From Designing Buildings to Designing Experiences
Hi, I'm Silvia—a UX/UI designer who took the scenic route to get here.
The architecture chapter:
I trained as an architect at the University of Florence, where I learned that good design starts with understanding people. My thesis project? Transforming abandoned port silos into a cultural hub—basically, user research for physical spaces. I had to understand community needs, map user flows (how people would move through the space), consider accessibility, and create something functional and beautiful.
Sounds like UX design, right?
The plot twist:
When I moved to the Netherlands, I stepped into logistics and customer success instead of architecture. Not the career path I'd planned—but it taught me something crucial: I got to see products from the user's side.
The realization:
I wasn't just helping customers succeed. I was collecting evidence of where products failed their users. And I kept thinking: "If I had designed this interface, I would've..." That's when it clicked: I wanted to be on the other side—designing the experiences instead of damage-controlling the bad ones.
What I bring to UX/UI:
✨ User empathy from real conversations
Not personas—actual humans who've told me exactly what frustrates them about digital products.

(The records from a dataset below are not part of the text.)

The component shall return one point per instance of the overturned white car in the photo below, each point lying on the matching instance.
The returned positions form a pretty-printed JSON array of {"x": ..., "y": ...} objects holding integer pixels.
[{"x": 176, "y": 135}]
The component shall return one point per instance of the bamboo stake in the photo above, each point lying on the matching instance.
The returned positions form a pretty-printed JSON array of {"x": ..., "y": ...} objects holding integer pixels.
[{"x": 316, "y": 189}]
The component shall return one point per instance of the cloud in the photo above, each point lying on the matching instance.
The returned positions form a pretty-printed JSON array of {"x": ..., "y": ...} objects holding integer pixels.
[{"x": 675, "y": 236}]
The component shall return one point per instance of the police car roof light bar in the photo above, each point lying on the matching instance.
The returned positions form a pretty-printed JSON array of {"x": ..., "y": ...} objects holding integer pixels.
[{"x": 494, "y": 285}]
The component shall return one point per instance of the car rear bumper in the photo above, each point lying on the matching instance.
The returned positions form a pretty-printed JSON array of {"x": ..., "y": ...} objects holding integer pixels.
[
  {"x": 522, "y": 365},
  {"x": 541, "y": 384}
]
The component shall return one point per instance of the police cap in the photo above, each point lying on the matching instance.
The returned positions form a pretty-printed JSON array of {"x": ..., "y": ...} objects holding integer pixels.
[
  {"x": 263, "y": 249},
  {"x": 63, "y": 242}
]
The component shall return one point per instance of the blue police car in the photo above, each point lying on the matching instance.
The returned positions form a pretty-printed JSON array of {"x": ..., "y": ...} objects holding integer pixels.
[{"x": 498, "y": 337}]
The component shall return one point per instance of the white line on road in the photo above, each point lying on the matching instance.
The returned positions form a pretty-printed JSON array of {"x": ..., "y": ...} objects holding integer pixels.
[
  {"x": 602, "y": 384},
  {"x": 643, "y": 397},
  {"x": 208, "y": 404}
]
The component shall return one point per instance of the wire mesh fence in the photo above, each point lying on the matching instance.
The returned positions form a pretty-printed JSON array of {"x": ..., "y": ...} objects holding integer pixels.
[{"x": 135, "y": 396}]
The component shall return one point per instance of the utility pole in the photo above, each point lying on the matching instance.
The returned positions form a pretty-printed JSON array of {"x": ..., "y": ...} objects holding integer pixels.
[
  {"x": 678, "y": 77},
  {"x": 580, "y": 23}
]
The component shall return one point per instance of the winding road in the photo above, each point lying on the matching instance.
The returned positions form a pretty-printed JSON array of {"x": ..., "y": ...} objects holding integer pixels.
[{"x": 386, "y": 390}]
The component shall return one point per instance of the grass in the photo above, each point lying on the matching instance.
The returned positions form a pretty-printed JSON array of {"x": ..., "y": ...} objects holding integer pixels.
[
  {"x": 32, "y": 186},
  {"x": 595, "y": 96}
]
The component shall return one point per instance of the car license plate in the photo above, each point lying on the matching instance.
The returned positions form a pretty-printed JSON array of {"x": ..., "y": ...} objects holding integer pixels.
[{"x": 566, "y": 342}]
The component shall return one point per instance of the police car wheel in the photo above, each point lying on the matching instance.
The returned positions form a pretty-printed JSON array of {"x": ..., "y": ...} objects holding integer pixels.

✨ Systematic problem-solving
Architecture taught me to break complex challenges into manageable pieces. Perfect for information architecture and interaction design.
✨ Stakeholder management
I've presented to factory floor workers and C-suite executives. I know how to design for different user needs and communicate design decisions to non-designers.
✨ Iterative mindset
Customer Success is constant iteration: listen → adjust → test → improve. Same as design thinking.
Today:
I'm channeling all of this into UX/UI design—creating interfaces that don't need a Customer Success Manager to explain them.